Kirtland lies about 22 miles east of Cleveland in the northeast corner of Ohio. It is located less than 7 miles from Lake Erie in the Lake County district.

After the founding of the United States, northern Ohio was designated as the Western Reserve and was sold to the Connecticut Land Company. Turhand Kirtland, the principal of the Connecticut Land Company, is the namesake of the township. Its first settlers came around 1811.

After the arrival of Joseph Smith in February 1831, Kirtland became the headquarters of The Church of Jesus Christ of Latter-day Saints (often called the Mormon Church). In the next few months, many of the Saints in New York sold their farms, often at a loss, and joined the Prophet in Kirtland.

During the next seven years, from 1831 to 1838, Church membership in the area grew to about 2,000. But of even greater importance were the many significant spiritual events that occurred in and around Kirtland during this important period in Church history. Among these: almost one-half of the revelations recorded in the Doctrine and Covenants were received here, the first edition of the Doctrine and Covenants was published, the organization of the Church headed by the First Presidency and Quorum of the Twelve Apostles was established, the first stake was organized, the School of the Prophets was started (and held each winter from 1833 to 1836), the first temple in this dispensation was built, and many marvelous spiritual manifestations were experienced.

Joseph and Emma Smith had a home near the Kirtland Temple from 1834 to 1838.[1]

The Kirtland period of the Church was also difficult. The Kirtland Safety Society failed, apostasy crippled the Church, and persecution of the Saints continued. Most of the Saints were forced to leave Ohio in early 1838.

Kirtland is designated by the Church Historic Sites as Historic Kirtland, and features six historic structures: a schoolhouse, a sawmill, an ashery, the Newel K. Whitney and Company store, Newel and Ann Whitney's home, and the Johnson Inn.

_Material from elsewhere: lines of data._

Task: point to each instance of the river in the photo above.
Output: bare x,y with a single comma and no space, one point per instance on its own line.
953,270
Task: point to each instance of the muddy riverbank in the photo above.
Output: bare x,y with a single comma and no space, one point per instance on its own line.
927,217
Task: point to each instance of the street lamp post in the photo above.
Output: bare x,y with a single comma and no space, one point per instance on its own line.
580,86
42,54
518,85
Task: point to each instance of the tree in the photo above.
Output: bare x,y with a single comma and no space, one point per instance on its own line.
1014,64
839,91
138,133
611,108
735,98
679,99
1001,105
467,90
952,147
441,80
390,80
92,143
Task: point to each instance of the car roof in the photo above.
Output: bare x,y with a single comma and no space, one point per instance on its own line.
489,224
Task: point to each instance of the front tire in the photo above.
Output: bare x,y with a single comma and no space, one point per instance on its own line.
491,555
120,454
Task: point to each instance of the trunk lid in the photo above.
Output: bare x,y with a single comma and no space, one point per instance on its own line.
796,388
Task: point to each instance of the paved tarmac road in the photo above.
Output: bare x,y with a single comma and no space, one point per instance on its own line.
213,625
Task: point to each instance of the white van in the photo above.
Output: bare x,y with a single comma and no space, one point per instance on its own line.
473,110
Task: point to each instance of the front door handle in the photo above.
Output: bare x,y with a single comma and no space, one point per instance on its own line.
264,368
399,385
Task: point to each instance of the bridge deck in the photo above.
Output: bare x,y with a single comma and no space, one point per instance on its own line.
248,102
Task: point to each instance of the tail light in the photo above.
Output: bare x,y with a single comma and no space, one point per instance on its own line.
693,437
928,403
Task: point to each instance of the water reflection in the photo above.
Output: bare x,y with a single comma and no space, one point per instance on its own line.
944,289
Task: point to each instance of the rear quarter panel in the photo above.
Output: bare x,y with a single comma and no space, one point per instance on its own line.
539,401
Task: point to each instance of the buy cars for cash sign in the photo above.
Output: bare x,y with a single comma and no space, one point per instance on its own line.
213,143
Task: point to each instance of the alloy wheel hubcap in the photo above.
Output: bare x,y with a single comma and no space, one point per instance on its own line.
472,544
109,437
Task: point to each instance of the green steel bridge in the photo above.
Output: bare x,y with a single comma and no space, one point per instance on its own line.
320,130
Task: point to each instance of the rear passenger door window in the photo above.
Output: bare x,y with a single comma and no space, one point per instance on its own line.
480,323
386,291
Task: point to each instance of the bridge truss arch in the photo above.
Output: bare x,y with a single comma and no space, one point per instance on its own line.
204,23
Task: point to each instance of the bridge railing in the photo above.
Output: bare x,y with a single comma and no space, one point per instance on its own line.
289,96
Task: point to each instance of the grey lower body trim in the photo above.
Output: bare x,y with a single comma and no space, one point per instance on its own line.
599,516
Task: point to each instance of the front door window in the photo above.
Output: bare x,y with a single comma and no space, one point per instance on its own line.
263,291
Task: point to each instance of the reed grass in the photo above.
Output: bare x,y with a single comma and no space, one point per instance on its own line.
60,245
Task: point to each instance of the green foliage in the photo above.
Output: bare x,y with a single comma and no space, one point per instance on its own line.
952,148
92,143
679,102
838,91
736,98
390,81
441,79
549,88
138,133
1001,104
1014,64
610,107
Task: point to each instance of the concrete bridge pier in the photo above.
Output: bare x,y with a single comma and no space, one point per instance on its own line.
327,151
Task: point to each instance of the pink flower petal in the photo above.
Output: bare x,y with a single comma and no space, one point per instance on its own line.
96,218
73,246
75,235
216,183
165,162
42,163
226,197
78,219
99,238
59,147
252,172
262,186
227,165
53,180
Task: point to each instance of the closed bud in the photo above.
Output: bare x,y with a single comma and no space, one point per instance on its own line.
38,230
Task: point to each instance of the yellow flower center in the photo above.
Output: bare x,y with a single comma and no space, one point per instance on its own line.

President Gordon B. Hinckley dedicated Historic Kirtland on May 18, 2003, and public tours are available year-round.

The Kirtland Temple was owned and operated by Community of Christ from 1901 to March 5, 2024, when responsibility and ownership "officially transferred from Community of Christ to The Church of Jesus Christ of Latter-day Saints for an agreed-upon amount."[2] The Kirtland Temple will remain an historic building. The Church of Jesus Christ of Latter-day Saints reopened it March 25, 2024, for public tours at no charge.

Other structures in Kirtland were included in the transfer, including the Temple Visitors' Center, non-historic buildings, and small undeveloped lots.

The Sidney Rigdon home's original structure is also located in Kirtland.